Solved: EV8 - Deleted items waiting to be deleted from ind...

stullier · ‎11-01-2013

Need some help here from folks that might know more about indexing than i do ;)

We recently upgraded our EV site servers from 7.5 sp4 to 8.0 sp5. The upgrade went very smoothly, and nearly everything is working without issue. However, we started seeing a Critical Alert in the console that corresponded to event 41022 in the event logs on one of our servers. Simply put, the system is seeing deleted items that have no been deleted from indexes.

Originally, there were 22 user's archives with uncommitted deletes as noted in the JournalDelete table of the Vault Store DB. A total of 245195 records. Just a few days ago, one of the archives apparently processed the data, because now there are 21 archives and 244805 records.

I have seen the record count in the JournalDelete table go up and come back to the same amount throughout the day as various operations take place, but the base number of records and associated archives have not changed, with the exception of that 1 archive that processed.

Most of those users had multiple index volumes with ranges of 1-0 and 1 - not set. I rebuilt those index volumes to correct any corruption on them.

The odd thing is that I can update or rebuild these user's indexes, and each time the process completes, it states that xxx items were deleted - which matches the count of items for that user in the JournalDelete table. If I run the update or rebuild again some time later, it says it again says the same number of items have been deleted.
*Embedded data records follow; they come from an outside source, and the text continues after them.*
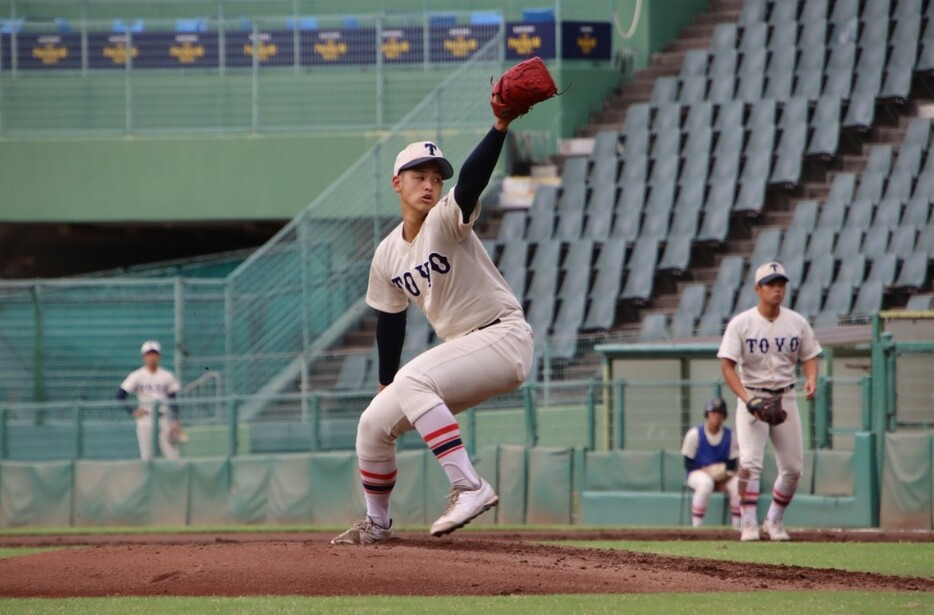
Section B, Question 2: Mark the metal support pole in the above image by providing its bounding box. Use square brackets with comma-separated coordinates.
[0, 408, 7, 460]
[464, 408, 477, 458]
[227, 396, 239, 457]
[32, 284, 45, 401]
[124, 28, 133, 134]
[811, 376, 832, 448]
[522, 384, 538, 448]
[74, 402, 84, 460]
[149, 401, 159, 459]
[613, 380, 626, 448]
[859, 376, 872, 431]
[172, 277, 185, 382]
[587, 382, 597, 451]
[250, 21, 263, 133]
[306, 392, 321, 451]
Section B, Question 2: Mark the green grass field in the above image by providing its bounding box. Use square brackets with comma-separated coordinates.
[0, 526, 934, 615]
[0, 592, 934, 615]
[551, 540, 934, 577]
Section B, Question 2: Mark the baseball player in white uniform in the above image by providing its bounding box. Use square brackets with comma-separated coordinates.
[331, 108, 532, 544]
[681, 397, 739, 528]
[717, 262, 821, 541]
[117, 340, 181, 459]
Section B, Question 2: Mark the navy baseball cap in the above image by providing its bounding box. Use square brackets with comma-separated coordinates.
[704, 397, 726, 416]
[392, 141, 454, 179]
[756, 262, 788, 285]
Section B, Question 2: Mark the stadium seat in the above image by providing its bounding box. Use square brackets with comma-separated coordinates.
[649, 77, 678, 105]
[843, 94, 876, 132]
[794, 281, 823, 320]
[788, 201, 817, 232]
[894, 251, 930, 292]
[496, 211, 526, 243]
[892, 142, 923, 179]
[834, 252, 866, 288]
[708, 23, 736, 51]
[554, 209, 584, 241]
[620, 237, 659, 303]
[658, 234, 692, 276]
[804, 251, 836, 291]
[639, 314, 668, 342]
[866, 254, 898, 286]
[333, 354, 367, 391]
[850, 281, 883, 316]
[805, 228, 836, 260]
[750, 228, 782, 267]
[871, 198, 902, 230]
[843, 199, 872, 231]
[902, 198, 931, 229]
[815, 282, 853, 325]
[816, 201, 847, 232]
[696, 189, 734, 243]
I am currently working with support to try to isolate the cause of the matter, but we are not having any luck identifying the problem.

We have tried changing the SQL compatability down to SQL200 and back up to SQL 2005 (no SQL upgrade had occured, but they suggested trying it) with no luck.

I have also verified that the system is not in backup mode.

Any insights or suggestions would be greatly appreciated.

stullier · ‎11-01-2013

I think you hit on something.

I was following the steps you just mentioned, only I didn't archive a new message, but instead chose to delete a random existing archived item.

After deleting the item, within a few minutes, all of the records that were uncommitted in the JournalDelete table for that archive (almost 100,000 of them) changed to committed.

I repeated the process for another archive having the issue and got the same results.

It's almost as if the index is stuck and needs a bump.

View solution in original post

JesusWept3 · ‎11-01-2013

Your best bet is to contact Symantec Support.
I've seen a few people mention this exact same issue, and there was a "fix" of just setting "IndexCommited" to 1 in the JournalDelete table, which is a hack really, its barely a workaround and would say its a bad thing, because you may find yourself in the exact same position in a years time and not really solving anything.

You should probably start by Stopping the storage and indexing service, then starting a dtrace of IndexServer and StorageDelete, then start the services up and look to see what Storage Delete does when it first scans the JournalDelete table, it should try and push across to Indexing to remove the items, indexing should come back with an ok deleted and IndexCommitted gets flipped from a 0 to 1

and somewhere in that process is where its breaking down

https://www.linkedin.com/in/alex-allen-turl-07370146

stullier · ‎11-01-2013

JW3 - Thanks for the reply.

I've seen your other posts regarding similar issues and I agree that just setting the IndexCommitted to 1 is not a fix.

Like I mentioned, I do have a case open with support. I've sent them multiple dtrace files and a sql trace of indexing activity, but we have yet to identify where the actual "break down" is.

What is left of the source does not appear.